SARA MEDINA: The U.S. Senate voted on Feb. 13 to confirm environmental lawyer Robert F. Kennedy, Jr. as Secretary of Health and Human Services (HHS), a decision with the potential to instigate reforms that will fundamentally change the U.S. health system and America’s position as a global leader in the biomedical sciences. 

Robert F. Kennedy, Jr. (RFK) is the son of former Senator Robert F. Kennedy and the nephew of former President John F. Kennedy. He spent the majority of his career as an environmental lawyer “fighting corrupt corporations and government agencies” in favor of environmental issues such as compliance with the Clean Water Act, mandates to clean up spilled oil, and more.

While coming from a generational political legacy of Democratic leaders, RFK has pivoted away from the party over the past decade. This culminated in his candidacy as an Independent for President of the United States in 2024, followed by his endorsement of Republican President Donald Trump, and most recently his confirmation as HHS Secretary.

The HHS encompasses several agencies responsible for coordinating many aspects of the national health system, including the National Institutes of Health (NIH), the Centers for Disease Control and Prevention (CDC), the Centers for Medicare and Medicaid (CMS), and the Food and Drug Administration (FDA).

RFK’s platform centers around the slogan “Make America Healthy Again,” a slogan which mirrors Trump’s “Make America Great Again.” The wording of the slogan implies an upheaval of the current health system to restore the country to a former state under which Americans were allegedly healthier.

Trump issued an executive order on Feb. 13 establishing the “Make America Healthy Again Commission.” The order cites important concerns about the state of America’s public health, including the rising chronic disease and mental illness epidemics and the lagging of U.S. health measures such as life expectancy and cancer incidence behind other comparable countries. It calls for “fresh thinking” on healthy lifestyles and overmedication, highlighting that the system should “promote health rather than just managing disease.”

The necessity for this kind of change is undeniable. However, the means by which Trump and RFK seek to accomplish this is more questionable, seeking to “restore the integrity of the scientific process” by thoroughly investigating federally-funded biomedical research. This "investigation", primarily of the NIH, has included thousands of layoffs and the freezing of federal research grants. Such a drastic blow to the NIH will have severe consequences on global biomedical research, even if the situation is temporary.
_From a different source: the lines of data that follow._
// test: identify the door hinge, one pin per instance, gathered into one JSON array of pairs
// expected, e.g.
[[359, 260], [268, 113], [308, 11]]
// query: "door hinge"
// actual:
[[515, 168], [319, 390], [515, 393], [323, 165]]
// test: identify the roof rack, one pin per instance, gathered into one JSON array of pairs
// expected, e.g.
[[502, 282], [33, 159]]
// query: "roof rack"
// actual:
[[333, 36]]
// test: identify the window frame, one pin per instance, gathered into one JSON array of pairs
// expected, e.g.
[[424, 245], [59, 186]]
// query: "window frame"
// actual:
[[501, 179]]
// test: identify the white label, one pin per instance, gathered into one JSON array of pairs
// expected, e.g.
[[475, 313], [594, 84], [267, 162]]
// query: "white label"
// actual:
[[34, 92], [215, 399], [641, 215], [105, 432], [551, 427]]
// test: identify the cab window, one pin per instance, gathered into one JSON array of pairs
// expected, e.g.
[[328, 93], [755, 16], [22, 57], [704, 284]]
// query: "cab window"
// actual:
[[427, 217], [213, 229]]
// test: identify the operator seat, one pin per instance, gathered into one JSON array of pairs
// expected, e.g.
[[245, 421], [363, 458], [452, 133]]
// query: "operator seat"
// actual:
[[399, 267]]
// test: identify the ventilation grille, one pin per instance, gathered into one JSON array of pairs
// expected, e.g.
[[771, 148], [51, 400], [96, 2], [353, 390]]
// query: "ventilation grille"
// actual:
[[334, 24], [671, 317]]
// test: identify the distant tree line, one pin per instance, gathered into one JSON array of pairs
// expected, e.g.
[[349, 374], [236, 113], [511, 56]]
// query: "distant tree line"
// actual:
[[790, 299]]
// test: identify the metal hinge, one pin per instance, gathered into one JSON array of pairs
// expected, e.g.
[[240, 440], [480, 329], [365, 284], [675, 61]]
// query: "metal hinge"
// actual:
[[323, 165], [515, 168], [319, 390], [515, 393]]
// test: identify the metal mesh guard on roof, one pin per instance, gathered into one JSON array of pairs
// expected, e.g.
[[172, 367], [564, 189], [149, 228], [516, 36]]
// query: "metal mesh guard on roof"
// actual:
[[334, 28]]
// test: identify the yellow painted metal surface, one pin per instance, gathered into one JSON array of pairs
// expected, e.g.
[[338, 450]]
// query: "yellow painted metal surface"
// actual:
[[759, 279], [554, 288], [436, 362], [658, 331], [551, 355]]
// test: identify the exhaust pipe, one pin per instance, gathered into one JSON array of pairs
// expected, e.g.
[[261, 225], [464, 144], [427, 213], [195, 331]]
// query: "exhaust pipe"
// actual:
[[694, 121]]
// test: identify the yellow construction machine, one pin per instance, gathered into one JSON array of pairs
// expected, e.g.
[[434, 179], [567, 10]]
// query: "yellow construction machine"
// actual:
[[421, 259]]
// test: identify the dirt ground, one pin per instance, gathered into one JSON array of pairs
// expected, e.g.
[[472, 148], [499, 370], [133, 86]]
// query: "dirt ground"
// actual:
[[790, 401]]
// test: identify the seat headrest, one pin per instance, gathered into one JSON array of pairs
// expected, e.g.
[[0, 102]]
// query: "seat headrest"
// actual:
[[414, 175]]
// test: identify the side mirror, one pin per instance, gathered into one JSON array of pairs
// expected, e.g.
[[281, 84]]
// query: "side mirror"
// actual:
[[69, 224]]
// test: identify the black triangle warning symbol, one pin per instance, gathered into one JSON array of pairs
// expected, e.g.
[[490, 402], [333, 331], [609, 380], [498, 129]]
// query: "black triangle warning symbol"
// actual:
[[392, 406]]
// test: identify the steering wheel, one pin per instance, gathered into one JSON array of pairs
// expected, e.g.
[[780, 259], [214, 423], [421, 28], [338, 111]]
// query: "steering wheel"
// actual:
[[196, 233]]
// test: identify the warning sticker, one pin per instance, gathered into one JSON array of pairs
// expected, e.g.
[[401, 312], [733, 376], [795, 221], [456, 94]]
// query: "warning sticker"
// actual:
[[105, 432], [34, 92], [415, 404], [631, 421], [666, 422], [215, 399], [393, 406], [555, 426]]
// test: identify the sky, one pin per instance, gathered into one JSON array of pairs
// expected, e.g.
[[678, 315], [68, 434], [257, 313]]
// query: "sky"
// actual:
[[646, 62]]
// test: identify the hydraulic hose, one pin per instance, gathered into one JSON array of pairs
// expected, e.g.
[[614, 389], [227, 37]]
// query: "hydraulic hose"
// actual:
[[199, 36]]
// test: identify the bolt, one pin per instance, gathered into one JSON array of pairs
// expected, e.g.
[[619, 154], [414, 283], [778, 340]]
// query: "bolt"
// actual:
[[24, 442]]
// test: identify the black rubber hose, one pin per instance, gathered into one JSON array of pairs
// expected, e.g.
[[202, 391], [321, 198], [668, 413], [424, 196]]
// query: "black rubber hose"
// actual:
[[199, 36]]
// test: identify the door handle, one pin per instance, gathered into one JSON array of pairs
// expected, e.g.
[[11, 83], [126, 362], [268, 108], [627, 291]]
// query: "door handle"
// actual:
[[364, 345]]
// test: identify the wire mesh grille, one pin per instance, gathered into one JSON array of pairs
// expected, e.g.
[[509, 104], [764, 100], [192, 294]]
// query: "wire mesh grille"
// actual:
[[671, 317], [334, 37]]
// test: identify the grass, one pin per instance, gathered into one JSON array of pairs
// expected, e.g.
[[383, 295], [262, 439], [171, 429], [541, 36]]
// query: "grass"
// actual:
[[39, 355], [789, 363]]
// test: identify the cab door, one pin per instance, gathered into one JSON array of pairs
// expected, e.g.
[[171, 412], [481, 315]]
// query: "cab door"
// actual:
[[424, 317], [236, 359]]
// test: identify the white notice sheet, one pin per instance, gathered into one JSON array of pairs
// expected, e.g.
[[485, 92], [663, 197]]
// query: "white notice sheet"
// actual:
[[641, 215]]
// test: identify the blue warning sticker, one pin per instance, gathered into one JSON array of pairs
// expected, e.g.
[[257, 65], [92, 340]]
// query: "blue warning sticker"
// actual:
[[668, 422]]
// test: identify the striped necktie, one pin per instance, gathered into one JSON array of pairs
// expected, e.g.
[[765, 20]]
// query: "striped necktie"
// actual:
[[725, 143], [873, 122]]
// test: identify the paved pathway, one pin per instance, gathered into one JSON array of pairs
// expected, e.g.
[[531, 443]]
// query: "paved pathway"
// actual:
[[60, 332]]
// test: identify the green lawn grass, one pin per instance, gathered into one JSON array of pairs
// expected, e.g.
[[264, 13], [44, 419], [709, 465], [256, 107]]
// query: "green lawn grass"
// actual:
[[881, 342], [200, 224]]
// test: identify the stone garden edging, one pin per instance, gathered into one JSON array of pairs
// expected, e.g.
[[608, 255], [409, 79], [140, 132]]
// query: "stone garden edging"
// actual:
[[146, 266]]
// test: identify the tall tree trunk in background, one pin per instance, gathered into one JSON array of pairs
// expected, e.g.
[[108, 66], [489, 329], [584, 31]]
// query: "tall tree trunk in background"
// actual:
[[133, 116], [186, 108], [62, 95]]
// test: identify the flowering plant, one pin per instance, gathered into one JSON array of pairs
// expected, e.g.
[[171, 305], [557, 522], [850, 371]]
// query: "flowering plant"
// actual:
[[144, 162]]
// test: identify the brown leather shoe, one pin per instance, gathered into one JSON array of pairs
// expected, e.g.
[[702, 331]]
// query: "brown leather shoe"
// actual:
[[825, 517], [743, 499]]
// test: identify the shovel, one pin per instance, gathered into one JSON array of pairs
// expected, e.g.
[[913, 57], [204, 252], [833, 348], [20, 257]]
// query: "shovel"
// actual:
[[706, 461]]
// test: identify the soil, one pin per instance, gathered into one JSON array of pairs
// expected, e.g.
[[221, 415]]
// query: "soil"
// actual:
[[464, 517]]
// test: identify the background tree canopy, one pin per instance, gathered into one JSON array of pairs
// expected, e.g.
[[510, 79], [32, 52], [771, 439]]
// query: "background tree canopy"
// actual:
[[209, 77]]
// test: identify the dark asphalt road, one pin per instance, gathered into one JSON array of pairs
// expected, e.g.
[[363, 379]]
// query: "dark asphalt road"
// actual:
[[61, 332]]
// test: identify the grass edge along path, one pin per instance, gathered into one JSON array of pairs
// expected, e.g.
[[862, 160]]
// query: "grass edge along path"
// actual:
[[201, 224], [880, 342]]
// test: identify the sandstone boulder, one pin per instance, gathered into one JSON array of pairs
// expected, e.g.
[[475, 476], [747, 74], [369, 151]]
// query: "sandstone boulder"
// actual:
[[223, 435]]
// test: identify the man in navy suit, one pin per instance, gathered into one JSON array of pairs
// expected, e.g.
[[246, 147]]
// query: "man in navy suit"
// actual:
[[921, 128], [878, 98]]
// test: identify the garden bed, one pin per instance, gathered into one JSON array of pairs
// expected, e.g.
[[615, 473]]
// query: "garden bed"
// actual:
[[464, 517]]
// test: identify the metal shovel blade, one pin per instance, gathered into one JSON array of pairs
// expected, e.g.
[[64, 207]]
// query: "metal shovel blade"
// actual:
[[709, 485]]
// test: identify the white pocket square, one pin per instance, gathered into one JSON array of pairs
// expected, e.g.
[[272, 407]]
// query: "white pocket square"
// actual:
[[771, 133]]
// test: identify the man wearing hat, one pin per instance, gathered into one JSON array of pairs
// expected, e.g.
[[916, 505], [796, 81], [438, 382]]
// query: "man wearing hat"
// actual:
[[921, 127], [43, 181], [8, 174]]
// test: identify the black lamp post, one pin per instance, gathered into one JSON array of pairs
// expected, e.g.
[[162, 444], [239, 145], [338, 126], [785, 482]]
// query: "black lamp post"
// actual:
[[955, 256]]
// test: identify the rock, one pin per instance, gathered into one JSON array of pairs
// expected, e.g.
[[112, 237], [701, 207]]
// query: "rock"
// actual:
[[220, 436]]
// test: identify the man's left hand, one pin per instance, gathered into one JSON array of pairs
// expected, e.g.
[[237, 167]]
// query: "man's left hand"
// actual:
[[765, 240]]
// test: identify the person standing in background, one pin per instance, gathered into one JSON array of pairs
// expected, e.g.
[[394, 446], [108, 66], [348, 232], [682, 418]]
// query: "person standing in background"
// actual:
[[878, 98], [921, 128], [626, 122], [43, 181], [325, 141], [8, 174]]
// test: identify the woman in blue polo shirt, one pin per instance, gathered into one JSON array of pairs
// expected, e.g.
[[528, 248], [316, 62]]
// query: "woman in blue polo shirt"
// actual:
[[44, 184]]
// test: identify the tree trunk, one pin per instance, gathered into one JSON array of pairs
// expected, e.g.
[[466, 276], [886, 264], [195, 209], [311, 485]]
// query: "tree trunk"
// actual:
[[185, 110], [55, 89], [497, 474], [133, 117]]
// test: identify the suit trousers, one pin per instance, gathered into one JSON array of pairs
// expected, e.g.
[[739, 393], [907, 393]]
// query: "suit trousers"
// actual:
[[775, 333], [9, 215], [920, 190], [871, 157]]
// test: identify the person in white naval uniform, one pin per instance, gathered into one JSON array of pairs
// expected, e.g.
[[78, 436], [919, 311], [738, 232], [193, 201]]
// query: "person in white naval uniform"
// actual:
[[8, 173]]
The NIH is the largest funder of biomedical research in the world, with an annual budget of $48 billion. In 2022, the organization spent 25 times more on grants than the next largest funder. The NIH also towers over any other global public or private organization in terms of the quantity of biomedical papers produced. More than 1.3 million papers in the PubMed database contain NIH acknowledgements. Historically, many advances in biomedical science can be accredited to the NIH. Research for 99% of drugs approved between 2010 and 2019 were partially or fully NIH-funded. 

Beyond upheaval of federal biomedical research, a central part of RFK’s platform is fighting children’s chronic disease through his nonprofit organization Children’s Health Defense, a topic also emphasized in Trump’s executive order. The mission of the Children’s Health Defense is “ending childhood health epidemics by eliminating toxic exposure,” and is widely known for its opposition to vaccination.

In 1998, The Lancet published a landmark study linking the measles, mumps and rubella (MMR) vaccine to autism in children. The study was later found to be falsely drawing a causative conclusion, and was retracted in 2010. However, despite its official retraction, it has sparked a slew of disinformation about vaccines over the past decade. RFK has been pushing to conduct federally funded research on this link, though there is a wide consensus among the scientific community (including the new NIH director, Dr. Jay Bhattacharya) that such studies would be a waste of time and resources.

However, his claims have lacked consistency; for example, in the midst of the current measles outbreak in the U.S., RFK admitted that “vaccines not only protect individual children from measles, but also contribute to community immunity” without addressing his earlier arguments against vaccination. 

On a similar note, RFK also denied that COVID-19 vaccines were safe or that they were effective at all in containing the pandemic, despite well-established, internationally checked monitoring systems proving that COVID-19 vaccination saved millions of lives. The resistance of RFK to accepting widespread scientific knowledge is particularly concerning. 

The new administration is moving quickly, and health policy remains at the forefront of public discourse given issues of equitable access to healthcare, abortion, and more. Health has also become increasingly politicized following the COVID-19 pandemic, as public health efforts have gained more visibility (and thus scrutiny) among Americans. The administration’s first major blow to the health sphere was the NIH freeze. Given RFK’s focus on chronic disease and denial of mainstream science, coupled with Trump’s efforts to critically dissect federal agencies, it will be interesting to see how the health system changes in the next several months.

Sara Medina is a sophomore majoring in Global Health and minoring in Government, interested in the impact of world politics on population health. She is from Southborough, Massachusetts.